Re: Dictionary to translate



Ramanan Selvaratnam <rama@uklinux.net> writes:

>> > It must be freely usable, copiable and distributable, clearly.
>> 
>> GPL or compatible. Correct?
>

As for licensing, words and their translations cannot be licensed or
copyrighted, because they're part of common knowledge, at least in a
majority of places (they can be trademarked for use in constrained
fields, like IT, but only if they're not common words at the same
time).

> Is there anyone who has experience using common glossaries with other
> projects. 
>

I'd suggest you to take a look at Webtionary project that I'm working
on. It's written in PHP for portability (no matter how much I dislike
that "language" :), and uses MySQL for, you've guessed it, database.

Source code for it is available in Savannah's CVS, look at module
serbiangnome/webtionary. I'm planning on moving it outside Savannah
soon, but I'm not very good at spare time these days.

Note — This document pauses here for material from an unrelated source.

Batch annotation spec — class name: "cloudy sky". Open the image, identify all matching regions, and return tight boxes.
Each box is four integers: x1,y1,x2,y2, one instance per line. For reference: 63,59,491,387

The features that are provided with this "webtionary" are the
following:
- anyone can register and submit a *suggestion* for translation
- anyone who is registered can vote on a specific suggestion, or
  cancel her previous vote
- you can use regular expression search
- multiple projects can mark words as "selected", when custom HTML
  code will be inserted (eg. I insert Gnome foot for translations
  used in Gnome, KDE symbol, and the birds of OOo for respective
  projects :)
- URLs are nice throughout (this is the item I specifically care
  about, eg. you search for all the "file" occurences as in
  dict.project.org/search/file, or simply dict.project.org/file if
  there's no action 'file' defined)

So, the example of usage is this:
- You add word "file" to the dictionary and mark it as "noun", add
  "file" and mark it as "verb", and add another which you mark as
  "menu item" (all these kinds of words can be customized, and "menu
  item" is there to encourage standardization of GUI look)
- You and others add several translations for each, vote for your
  picks, and wait a bit till others vote for their selections
- Then, you, as administrator of project translation, mark one or
  more suggested translations as "official" (or preffered), and it
  gets marked as such

In the near future I plan to add a list of all "official" words (per
project). I hope the code is fairly understandable, but any comments
are welcome in that regard too.

The version in CVS is in English, but I plan to extend it to use
transparent content-negotiation (as per HTTP/1.1) to support several
interface languages. If you wish to translate it already, check the
Serbian translation, and how it is used (also, if you do this and
send me the translation, I'll be forced to add this stuff quicker :).

When this is done, I may even consider offering dictionary hosting
for more than one translation project. If anyone is interested in
helping out, they're more than welcome.